# Liquor store owner stops robbery



## Danaus29 (Sep 12, 2005)

I got this link in an email this morning. I'm surprised this happened in California. 



https://www.gunsamerica.com/digest/video-he-shot-my-arm-off-wounded-robber-screams-out-after-shotgun-wielding-store-owner-lands-one/?utm_source=email&utm_medium=20220805_FridayDigest_394g&utm_campaign=/digest/video-he-shot-my-arm-off-wounded-robber-screams-out-after-shotgun-wielding-store-owner-lands-one/



"Cope, who retrieved his shotgun in the intervening moments, fired upon the suspect right when he entered the store and began the stickup.

One can hear the wounded perp yell out, “He shot my arm off! He shot my arm off,” as he frantically exits the store. "

Losing the use of an arm would be a just punishment for the perp. I hope Mr. Cope recovers from his heart attack quickly.


----------



## muleskinner2 (Oct 7, 2007)

I saw him do a interview yesterday, and he seems to have recovered just fine. That's a tough old man, 80 years old a shooting it out with armed robbers.


----------



## Danaus29 (Sep 12, 2005)

I hope I am as sharp as him when I'm 80.


----------



## Pobept75 (6 mo ago)

Danaus29 said:


> I got this link in an email this morning. I'm surprised this happened in California.
> 
> 
> 
> ...


Loosing his head would be a better solution.


----------



## Pony (Jan 6, 2003)

Wow! Good for him! 

And indeed, it is surprising that he is being supported, not vilified, in SoCal.


----------



## Fishindude (May 19, 2015)

This thread should be relocated to somewhere other than "The Great Outdoors"


----------



## muleskinner2 (Oct 7, 2007)

Fishindude said:


> This thread should be relocated to somewhere other than "The Great Outdoors"

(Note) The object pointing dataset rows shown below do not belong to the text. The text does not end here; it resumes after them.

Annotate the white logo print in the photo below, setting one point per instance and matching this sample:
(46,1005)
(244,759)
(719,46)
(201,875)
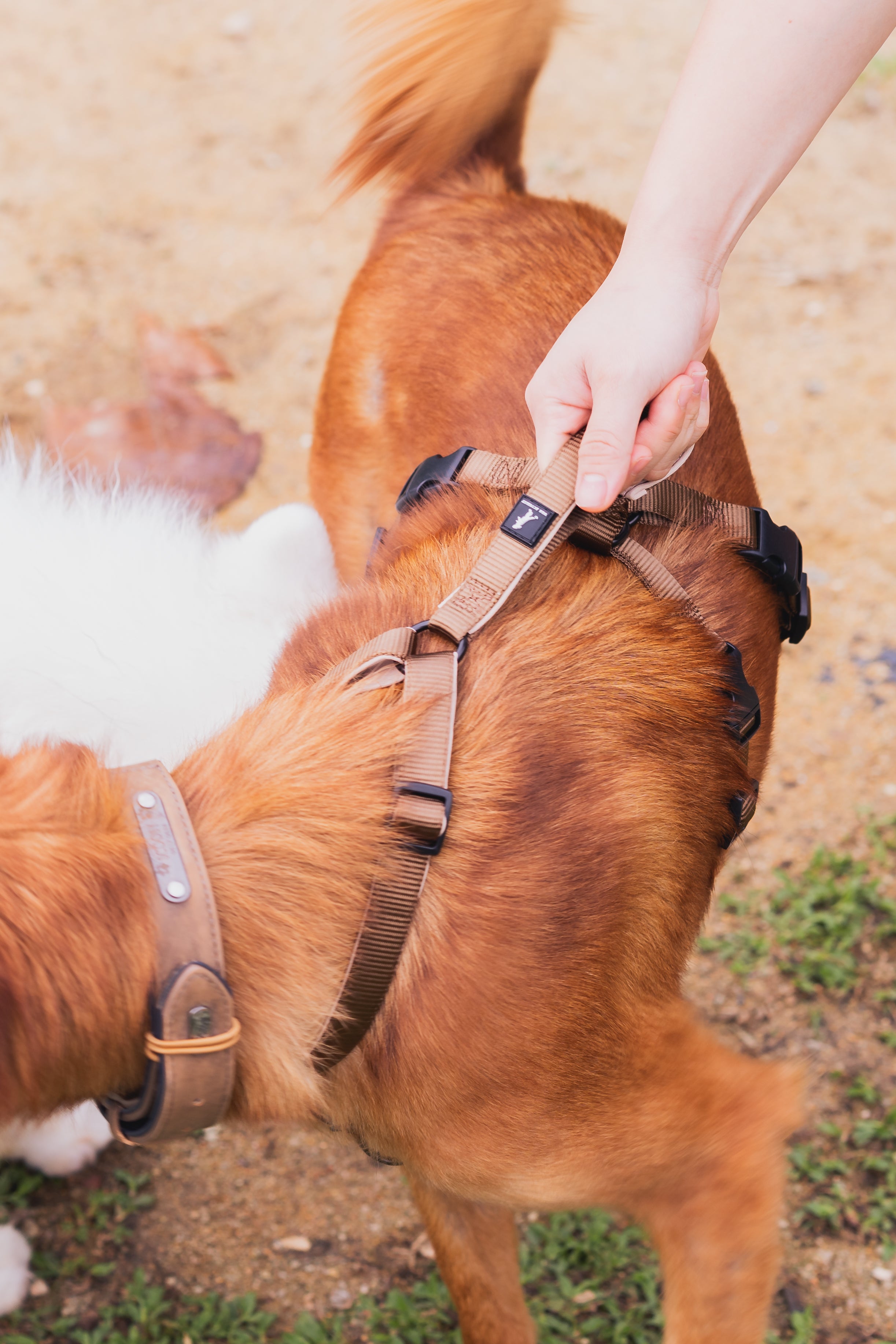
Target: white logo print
(524,518)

Why? This old man survived an encounter with a vicious wild beast. And there are many more of them roaming around in the wild.


----------



## Danaus29 (Sep 12, 2005)

Fishindude said:


> This thread should be relocated to somewhere other than "The Great Outdoors"


It was supposed to be posted in the home defense and gun forum. When I start a thread the forum part vanishes. My mistake, mods can move it if necessary.

I just looked and the 2 forums are over an inch apart on my tablet. I don't have any idea how it ended up in great outdoors.


----------